Revenge of the Tenured Radicals

The conviction that American higher education is a ship far off course and heading for the rocks was strengthened last week with the announcement that Harvard’s president Larry Summers had been pressured into resigning.

Since Summers assumed the post in 2001, the faculty – composed mainly of professors whom Roger Kimball accurately calls “tenured radicals” – had repeatedly quarreled with Summers because he didn’t fit their idea of a modern university president. They had already voted “no confidence” in him once and were preparing to do so again. Why?

A modern university president must – absolutely must! – bow down before the idols of the leftist thoughtworld. Those idols include the abhorrence of the American military, acceptance of the idea that the historical grievances of blacks entitle them to special treatment today, and the belief that discrimination is the only possible explanation for group differences. Not only did Summers not bow down to those idols, but he said and did things to indicate that he rejects them.

As he has learned, the university faculty has a zero-tolerance policy for heresy.

To the tenured radicals, the military is a barbaric atavism. Summers painted himself with a scarlet (make that crimson) H for Heretic when he had a few words of praise for the military and sought to reverse the long-standing ban against ROTC on campus. At faculty meetings, many a conversation no doubt began, “Can you believe what Summers just said….?”

Another of Summers’ sins was to criticize – privately – Harvard’s superstar Black Studies professor Cornel West. West had been spending most of his time doing things in the realm of politics and entertainment. Summers had the effrontery to suggest that he ought to devote more of his time to academic matters.

Well! Just who is that white overseer to tell a black intellectual what to do? West went public with this unspeakable abuse and huffed off to do his thing at Princeton. Summers apologized for his indiscretion, but to no avail.

Blunders like those had put Summers’ head in the noose, but what sprung the trap door was his questioning of a central tenet of feminist orthodoxy: All statistical disparities between men and women are evil, unjustifiable, and due to discrimination. Summers angered the keepers of the faith when he carelessly advanced the hypothesis that the comparative shortage of women in hard science faculty positions might be due to something else – like biology and the choices many women make.

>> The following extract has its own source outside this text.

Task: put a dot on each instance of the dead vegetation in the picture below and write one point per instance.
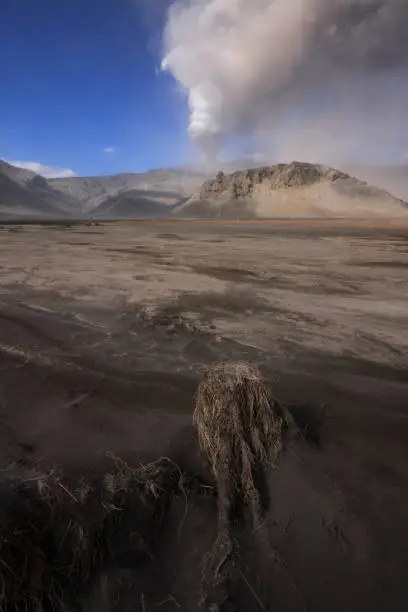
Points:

The howls of indignation were ceaseless. University presidents are supposed to know that it’s nothing but discrimination – the glass ceiling – that keeps women from achieving parity with men. Summers might just as well have said that he thought we should discuss whether the earth is flat.

Taken aback by the paroxysms of rage occasioned by his “insensitive” speculation, Summers apologized for his transgression and pledged to start a new “diversity” campaign on campus. Ah, but you just can’t apologize for words so heinous and hurtful as those.

Larry Summers will leave the Harvard presidency rather than face bitter opposition to his program for restoring some of the university’s lost academic integrity. Does it matter?

A crucial point to understand is that in the governance of colleges and universities, the fault line does not lie along the liberal versus conservative divide. Rather, it is between those who are educational traditionalists and those who want to use education to further their ideological visions. People in the former camp believe that students should learn critical skills and master bodies of knowledge. People in the latter want to ensure that students adopt the right attitudes about “social justice,” the environment, cultural oppression, and so on.

Alas, most of the people who are positioned to run educational institutions at any level are from the ideological vision group. Most professors want to work for someone of their own tribe.

Summers had impeccably liberal political credentials, but educationally he was a traditionalist. What the fight for control of Harvard tells us is that traditionalists have an extremely difficult task in front of them. Even the slightest, most innocuous or inadvertent criticism of the hallowed beliefs of the visionaries will trigger furious protests, denunciations, and “no confidence votes.”

Following the defeat of Judge Robert Bork’s Supreme Court nomination, a new verb entered the language – “borked.”

Similarly, the language may now get another new verb – “summersed” – meaning to hound out of office a university president who doesn’t accept the faculty’s view on the purpose of higher education.